In Dortmund vor Gericht: TV-Moderator Speck gesteht Betrug
zuletzt aktualisiert: 27.10.2004 - 17:13Dortmund (rpo). Der TV-Moderator Karsten Speck steht wegen Betrugverdachts in Dortmund vor dem Landgericht. Am Mittwoch hat er ein überraschendes Geständnis abgelegt. Speck räumte millionenschwere Betrügereien um Kapitalanlagen und Immobilien ein.
Wie ein Gerichtssprecher mitteilte, gab der 44-Jährige zu, gemeinsam mit weiteren Komplizen millionenschwere Betrügereien um Kapitalanlagen und Immobilien begangen zu haben. Vor gut zwei Wochen war Speck in Untersuchungshaft genommen worden, weil sich im Zuge der bereits im Januar 2003 eröffneten Verhandlung weitere belastende Hinweise gegen ihn ergeben hatten.
Speck muss sich seit über anderthalb Jahren wegen Immobilienbetruges vor dem Gericht verantworten. Die Staatsanwaltschaft hatte dem Moderator, seiner Ehefrau Cora sowie vier weiteren Angeklagten mehrfachen Betrug sowie Urkundenfälschung vorgeworfen.

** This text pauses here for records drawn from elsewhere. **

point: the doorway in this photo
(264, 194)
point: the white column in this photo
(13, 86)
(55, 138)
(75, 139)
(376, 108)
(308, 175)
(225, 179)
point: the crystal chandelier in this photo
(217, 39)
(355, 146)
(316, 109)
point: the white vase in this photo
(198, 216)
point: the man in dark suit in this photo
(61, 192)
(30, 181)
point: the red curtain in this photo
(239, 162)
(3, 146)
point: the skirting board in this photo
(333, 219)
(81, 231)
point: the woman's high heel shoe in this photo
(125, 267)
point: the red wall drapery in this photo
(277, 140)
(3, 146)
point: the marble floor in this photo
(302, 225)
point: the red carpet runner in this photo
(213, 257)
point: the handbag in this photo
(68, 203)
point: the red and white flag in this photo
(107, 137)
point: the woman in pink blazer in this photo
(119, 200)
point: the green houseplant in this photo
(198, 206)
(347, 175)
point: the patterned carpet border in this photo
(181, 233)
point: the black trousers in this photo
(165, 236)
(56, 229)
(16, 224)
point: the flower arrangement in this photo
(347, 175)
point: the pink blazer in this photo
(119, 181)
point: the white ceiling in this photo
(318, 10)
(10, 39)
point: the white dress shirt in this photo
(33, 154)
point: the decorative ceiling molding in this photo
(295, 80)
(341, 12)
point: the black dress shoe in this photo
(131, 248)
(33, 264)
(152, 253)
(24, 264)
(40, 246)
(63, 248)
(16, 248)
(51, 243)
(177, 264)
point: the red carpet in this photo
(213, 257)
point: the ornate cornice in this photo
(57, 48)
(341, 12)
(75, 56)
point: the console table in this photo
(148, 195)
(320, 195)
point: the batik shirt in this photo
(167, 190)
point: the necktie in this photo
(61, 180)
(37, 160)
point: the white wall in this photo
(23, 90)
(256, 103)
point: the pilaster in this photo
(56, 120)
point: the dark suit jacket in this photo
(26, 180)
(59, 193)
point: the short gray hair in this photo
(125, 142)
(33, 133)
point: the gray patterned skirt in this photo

Die Angeklagten sollen sich Mitte der 1990er Jahre bei Immobilengeschäften hoch verschuldet haben. Durch falsche Angaben über ihre Vermögensverhältnisse und gefälschte Unterschriften sollen sie dann Banken, Leasing-Gesellschaften und Privatanleger in einem so genannten Schneeball-System um rund 20 Millionen Euro geprellt haben.
Der Prozess gegen Ehefrau Cora ist aus gesundheitlichen Gründen bereits abgetrennt worden. Der Hauptangeklagte wurde schon im September zu einer Haftstrafe von siebeneinhalb Jahren verurteilt. Gegen zwei Komplizen wurden Strafen von bis zu drei Jahren und drei Monaten verhängt.
Nach Angaben des Gerichtssprechers könnte das Urteil gegen den Moderator nun am Freitag kommender Woche ergehen. Trotz seines Geständnisses bleibt der prominente Angeklagte bis auf weiteres in U-Haft. Bislang hatte Speck die Vorwürfe stets bestritten und behauptet, seine Ehefrau Cora und er seien betrogen worden. Der Prozess findet in Dortmund statt, weil der Schwerpunkt der Straftaten im Raum Hamm liegt.